What obligations does EU data protection law impose on search engines such as Google vis-à-vis individuals who wish to suppress information about them which is lawfully available online? None according to the Advocate General as Google does not fall within the material scope of data protection law in the context of its role as a provider of free search engine services. In any event, according to the Advocate General, individuals cannot derive a ‘Right to be Forgotten’ from the current data protection rules. These were only some of the issues on which the Court was asked to adjudicate in a preliminary reference from the Spanish Audencia Nacional. Given that only a handful of cases concerning the interpretation of EU data protection rules have appeared on the Court’s docket to date, the Opinion of Advocate General Jääskinen – delivered on 25 June 2013 – was eagerly anticipated.
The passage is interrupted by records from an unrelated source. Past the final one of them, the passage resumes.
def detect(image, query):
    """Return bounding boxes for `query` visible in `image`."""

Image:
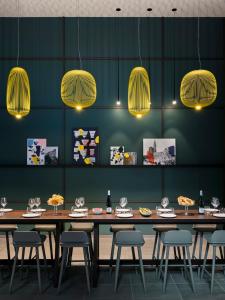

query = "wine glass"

[161,197,169,208]
[1,197,7,211]
[211,197,220,208]
[120,197,128,208]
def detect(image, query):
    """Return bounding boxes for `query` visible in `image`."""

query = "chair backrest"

[211,230,225,244]
[115,230,145,246]
[13,231,41,246]
[61,231,89,246]
[162,230,192,245]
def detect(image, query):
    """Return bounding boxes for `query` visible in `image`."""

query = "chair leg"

[114,246,121,292]
[163,246,170,293]
[35,247,42,293]
[201,243,209,278]
[185,246,195,293]
[152,231,158,259]
[192,231,198,259]
[137,246,146,291]
[48,231,53,260]
[210,246,216,295]
[57,247,68,293]
[9,248,19,294]
[109,232,116,271]
[83,247,91,295]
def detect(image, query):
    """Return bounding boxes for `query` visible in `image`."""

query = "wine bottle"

[198,190,205,214]
[106,190,112,214]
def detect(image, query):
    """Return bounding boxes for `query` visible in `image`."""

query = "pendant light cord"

[16,0,20,67]
[77,0,82,70]
[138,17,142,66]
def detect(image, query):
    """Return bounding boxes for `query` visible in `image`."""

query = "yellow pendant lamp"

[180,70,217,110]
[128,67,151,118]
[180,17,217,110]
[61,70,96,110]
[128,18,151,118]
[6,67,30,119]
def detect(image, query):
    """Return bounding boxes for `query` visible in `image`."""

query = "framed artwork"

[72,127,100,166]
[27,138,46,166]
[143,139,176,165]
[123,152,137,166]
[110,146,124,166]
[45,146,59,165]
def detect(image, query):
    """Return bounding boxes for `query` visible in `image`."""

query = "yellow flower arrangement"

[47,194,64,206]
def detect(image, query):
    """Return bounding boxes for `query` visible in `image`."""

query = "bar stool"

[33,224,56,260]
[159,230,195,293]
[69,222,94,261]
[9,231,47,293]
[0,224,18,263]
[201,230,225,294]
[58,231,90,294]
[109,224,135,270]
[114,230,145,291]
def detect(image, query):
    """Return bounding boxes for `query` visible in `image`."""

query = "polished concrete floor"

[0,236,225,300]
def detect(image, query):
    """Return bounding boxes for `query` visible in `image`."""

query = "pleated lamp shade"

[6,67,30,119]
[180,70,217,110]
[61,70,97,110]
[128,67,151,118]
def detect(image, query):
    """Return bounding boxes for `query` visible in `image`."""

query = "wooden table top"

[0,210,225,224]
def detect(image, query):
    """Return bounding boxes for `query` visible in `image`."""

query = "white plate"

[157,208,172,213]
[159,213,177,218]
[69,213,86,218]
[22,213,41,218]
[213,213,225,218]
[31,208,46,212]
[204,208,219,212]
[0,208,13,212]
[116,213,134,218]
[116,208,130,213]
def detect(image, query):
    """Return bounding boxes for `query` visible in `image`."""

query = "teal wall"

[0,18,225,218]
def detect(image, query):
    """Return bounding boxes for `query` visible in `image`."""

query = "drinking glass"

[1,197,7,210]
[211,197,220,208]
[120,197,128,208]
[161,197,169,208]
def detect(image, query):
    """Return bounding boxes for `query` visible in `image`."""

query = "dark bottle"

[198,190,205,214]
[106,190,112,214]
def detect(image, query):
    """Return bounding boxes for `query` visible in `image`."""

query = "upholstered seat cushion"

[0,224,18,232]
[110,224,135,232]
[192,224,217,232]
[152,224,178,232]
[70,222,94,232]
[34,224,56,232]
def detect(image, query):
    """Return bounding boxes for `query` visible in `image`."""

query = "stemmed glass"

[1,197,7,214]
[161,197,169,208]
[211,197,220,208]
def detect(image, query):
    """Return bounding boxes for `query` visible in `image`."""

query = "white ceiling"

[0,0,225,17]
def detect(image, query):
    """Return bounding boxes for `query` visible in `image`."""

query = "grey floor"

[0,267,225,300]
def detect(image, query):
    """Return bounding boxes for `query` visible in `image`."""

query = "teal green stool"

[114,230,145,291]
[159,230,195,293]
[201,230,225,294]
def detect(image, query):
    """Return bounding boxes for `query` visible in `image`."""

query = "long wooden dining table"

[0,210,225,287]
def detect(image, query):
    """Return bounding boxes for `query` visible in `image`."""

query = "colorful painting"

[45,146,59,165]
[123,152,137,166]
[143,139,176,165]
[73,128,99,166]
[27,138,46,166]
[110,146,124,165]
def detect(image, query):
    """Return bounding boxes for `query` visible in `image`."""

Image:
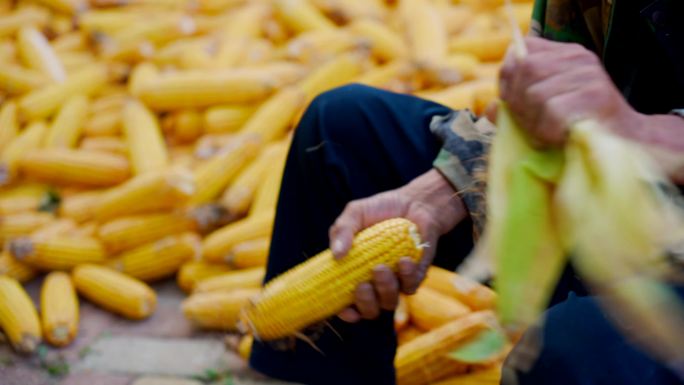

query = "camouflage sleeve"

[430,111,494,239]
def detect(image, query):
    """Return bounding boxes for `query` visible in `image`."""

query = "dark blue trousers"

[250,85,680,385]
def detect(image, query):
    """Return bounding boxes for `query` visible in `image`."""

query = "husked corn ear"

[422,266,496,310]
[40,271,79,346]
[181,289,259,331]
[189,135,261,205]
[19,65,109,119]
[0,212,55,243]
[0,275,41,353]
[241,218,423,340]
[0,121,47,185]
[94,170,195,222]
[19,148,130,187]
[122,100,169,175]
[138,70,275,110]
[176,257,231,292]
[193,267,266,293]
[406,287,470,331]
[0,251,37,282]
[97,213,197,253]
[202,211,275,262]
[9,236,107,270]
[43,95,89,148]
[109,233,201,282]
[72,265,157,319]
[17,26,66,82]
[394,312,496,385]
[228,237,271,269]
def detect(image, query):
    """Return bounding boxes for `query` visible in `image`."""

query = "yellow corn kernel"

[273,0,335,32]
[193,267,266,293]
[19,65,108,119]
[181,289,259,331]
[0,212,55,243]
[300,53,366,100]
[138,70,276,110]
[202,211,274,262]
[423,266,496,310]
[72,265,157,319]
[0,121,48,185]
[40,271,78,346]
[0,251,38,282]
[349,19,408,61]
[17,26,66,82]
[59,191,104,223]
[394,312,496,385]
[109,233,201,282]
[449,32,511,61]
[0,101,19,153]
[241,218,422,340]
[43,95,89,148]
[122,100,169,175]
[97,213,197,253]
[176,257,231,292]
[221,142,288,214]
[240,87,306,142]
[0,275,41,353]
[204,106,255,134]
[9,236,107,270]
[406,287,470,331]
[19,148,130,187]
[189,135,261,205]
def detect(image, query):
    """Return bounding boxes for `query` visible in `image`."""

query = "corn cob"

[19,148,130,187]
[349,19,408,61]
[423,266,496,310]
[274,0,335,32]
[406,287,470,331]
[204,106,255,134]
[394,312,495,385]
[40,271,78,346]
[0,212,55,243]
[202,211,275,262]
[240,87,306,142]
[0,63,47,95]
[0,101,19,153]
[0,251,37,282]
[94,170,195,222]
[0,275,41,353]
[19,65,108,119]
[241,218,422,340]
[0,121,47,185]
[9,236,107,270]
[17,26,66,82]
[109,233,200,282]
[227,237,271,269]
[97,213,197,253]
[138,70,275,110]
[176,257,231,292]
[43,95,89,148]
[181,289,259,331]
[193,267,266,293]
[189,135,261,205]
[72,265,157,319]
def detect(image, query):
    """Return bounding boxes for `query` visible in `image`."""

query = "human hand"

[330,169,466,322]
[500,37,643,146]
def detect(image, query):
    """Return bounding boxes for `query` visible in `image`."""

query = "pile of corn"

[0,0,531,380]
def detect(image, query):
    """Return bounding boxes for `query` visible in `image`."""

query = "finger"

[373,265,399,310]
[355,282,380,319]
[337,307,361,324]
[398,257,418,294]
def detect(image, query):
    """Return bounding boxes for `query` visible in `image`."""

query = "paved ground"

[0,281,300,385]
The facts of this case are as follows. In 1998, a newspaper published an article containing details of insolvency proceedings relating to social security debts. The relevant article was later made available online. An individual implicated in these insolvency proceedings asked the newspaper to erase this piece arguing that the proceedings had been concluded and were therefore no longer of relevance. The publisher refused to erase the data on the basis that the Ministry of Labour and Social Affairs had ordered its publication. The individual then redirected his request for erasure to Google Spain asking it to no longer show links to the newspaper in its search results when his name was entered as a search term in the search engine. The individual also addressed a complaint to the Spanish Data Protection Authority (DPA). The DPA rejected the complaint against the newspaper on the grounds that the publication of such data in the press was legally justified. However, the DPA upheld the complaint against Google Spain and Google Inc, requesting that the contested search results be removed from Google’s index of search results. Google sought the annulment of this decision before the Audencia Nacional which stayed the proceedings in order to refer a number of questions to the Court of Justice. The referred questions deal with three primary issues: the territorial application of the EU Data Protection Directive (Directive 95/46 EC), the notion of ‘data controller’ in the context of search engines and the controversial ‘right to be forgotten’.